A Largely-Overlooked Element in Explaining & Determining Business Performance

by Jerry Welsh

Editor's comment: If you want to go somewhere it is useful to know where you are starting from. Management may frequently believe that they have developed a corporate culture but does the actual culture match this?

I believe that a company’s culture is an insufficiently examined ingredient in business success or failure; and the reasons for its neglect as a subject for study are perhaps more obvious than is its probable role in determining why companies with similar business models and apparently similar performances seem to vary greatly in the results they achieve.

As for the tendency of managers to ignore the role corporate culture may play in business results, it’s clear that serious attention paid to a company’s culture necessarily raises questions about the values of company leaders, their management styles and their treatment of employees. Accordingly, the culture of companies is a subject fraught with potential negative consequences for managers; so - not surprisingly - many leaders are reluctant to expose their behavior and values to close scrutiny, particularly by disinterested parties.

It is interesting that so few companies seem willing to address directly the issue of their culture by finding out, for example, what the prevailing culture in the company actually is, and what are its likely effects on employees’ morale and collective mindset and, ultimately, on business results. It’s tempting to conclude that this neglect of company culture may be because officially sanctioned hypocrisy - unfortunately quite common in corporate circles - has a way of wanting to hide itself from full, frontal view.

Companies, like people, do have personalities, living styles, and value systems:  the sum total of these, and how they are applied in routine practice, is the essence of a company’s culture. Understood simply as the prevailing system for distributing rewards and punishments - or, less dramatically, the officially sanctioned tolerance profile for behaviors among employees - the ruling culture in companies can be an important determinant of business success and failure and, therefore, ought to be both examined and understood as such.

While obviously limited, the analogy of families with children to companies and their employees is nevertheless illustrative, I believe, in understanding why company culture is so elusive and difficult a topic to investigate and to understand. Like parents emphasizing the primacy of their verbal admonitions to their children as opposed to the behavioral examples they as parents habitually set, corporate managers are inclined to think that their words, official proclamations and other stated intentions constitute actual company policy. Like most children, however, company employees typically know that their daily reality is rooted not in parental (i.e., management) proclamations but in parents’ (i.e., management’s) observed behavior, especially in its predictable consequences for the children (i.e., employees).

Given this typical situation of parental and managerial hypocrisy, both children and corporate employees quickly become masters at sifting through voluminous speeches and policy pronouncements for occasional words and subsequent deeds betraying serious, practical management intent and being internally consistent with employees’ observations of reality; and the workers soon learn that the real policies - the ones that reward and punish in fact, though perhaps not in theory - are often those unwritten, but nonetheless soon codified in the collective memories of those whose livelihoods are at stake, especially those who have been the most prominent beneficiaries or victims of these unstated, but enforced, rules and values.
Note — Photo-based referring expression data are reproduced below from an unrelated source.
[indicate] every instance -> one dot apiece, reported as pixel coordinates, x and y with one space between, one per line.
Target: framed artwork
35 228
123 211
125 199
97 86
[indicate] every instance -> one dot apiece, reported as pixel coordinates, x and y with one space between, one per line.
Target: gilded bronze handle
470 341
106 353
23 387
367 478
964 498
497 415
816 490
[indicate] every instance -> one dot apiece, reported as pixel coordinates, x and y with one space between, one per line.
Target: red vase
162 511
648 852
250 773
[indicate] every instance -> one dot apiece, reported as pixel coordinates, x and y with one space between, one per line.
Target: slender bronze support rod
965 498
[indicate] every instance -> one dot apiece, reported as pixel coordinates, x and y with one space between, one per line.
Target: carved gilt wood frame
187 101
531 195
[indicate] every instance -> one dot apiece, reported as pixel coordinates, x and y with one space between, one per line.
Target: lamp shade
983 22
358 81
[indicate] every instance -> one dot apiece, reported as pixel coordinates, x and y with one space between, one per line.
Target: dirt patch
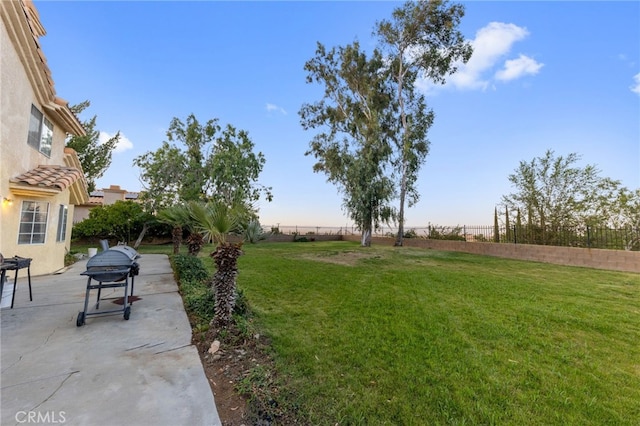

Thus it is possible, for example, for companies espousing great concern for the status and fate of women employees to be, in daily practice, veritable bastions of male privilege and prejudice. Similarly, the mere presence at places of work of racial and ethnic minorities does not mean that they are nurtured and encouraged to grow there; it may mean that they are merely - and then perhaps even grudgingly - tolerated.

And recent experience illustrates clearly that some public companies which proclaim an unwavering dedication to achieving results for shareholders are sometimes actually more devoted to the ease, convenience, enrichment and perpetuation of current management. And so it goes, that we think our values are made real and safe simply by their insistent and continual verbal and written repetition, sometimes even while even the lowest-ranking employee knows that the values being preached are often not those being taught in practice through consistent, systematic enforcement.

What if, however, we really did want to know the outlines of an organization’s real culture, whether explicitly stated or tacitly assumed?  What if we were to think of this knowledge as an important first step to fixing a company’s culture, to eliminating whatever hypocrisy exists, and to aligning professed cultural beliefs with actual behaviors and enforced policies, so that the organization’s culture would not only be sincere (perhaps a laudable quality in itself), but would also be contributing to the quality of life at work, and to better business results?

The first step to fixing a company’s culture is to find out what the company’s culture actually is - that is to say, what are the actual values and behaviors, as seen by those living and working within the system at all levels, that are encouraged in practice and enforced through management decision-making, whether these enforced rules and principles of encouraged and discouraged behavior are formal or actual, are stated or unstated, or are officially sanctioned or not.

We find this out by asking employees at all levels telling questions about what they experience and observe on the job every day, and what these experiences and observations imply about corporate values and management’s views. It is a truism in this regard that what is consistently observed, and what forms the fixed perceptions of reality in employees, is the reality that actually is.

Once that important research exercise is completed, one can then place the tenets of this observed culture next to those of the stated one; and one do an honest audit of what might be called corporate sincerity. This process, if conscientiously done, is likely to produce both a degree of embarrassment and eventually an attitude of humility, especially on the part of those in charge. Finally, this clearing of the rhetorical and moral air by introducing into the rhetorical libation the sobering ingredient of actual practice, should allow organizations in due course to construct a culture of values and behaviors that the business demands, and ones which corporate citizens can espouse and practice with dignity, allegiance and respect.

Now the question is who will have the courage to play the important game of discovering one’s company’s culture, then either celebrating its alignment with stated values, principles, and policies - or else recognizing that management has perhaps been practising a form of self-delusion, cynical deception or simple hypocrisy, all of which may have hurt both employees and business results.

An honest cultural audit is a game that can result both in human growth and better business results; so it’s a serious game that, in publicly-held companies at least, the shareholders may want corporate managers periodically to play.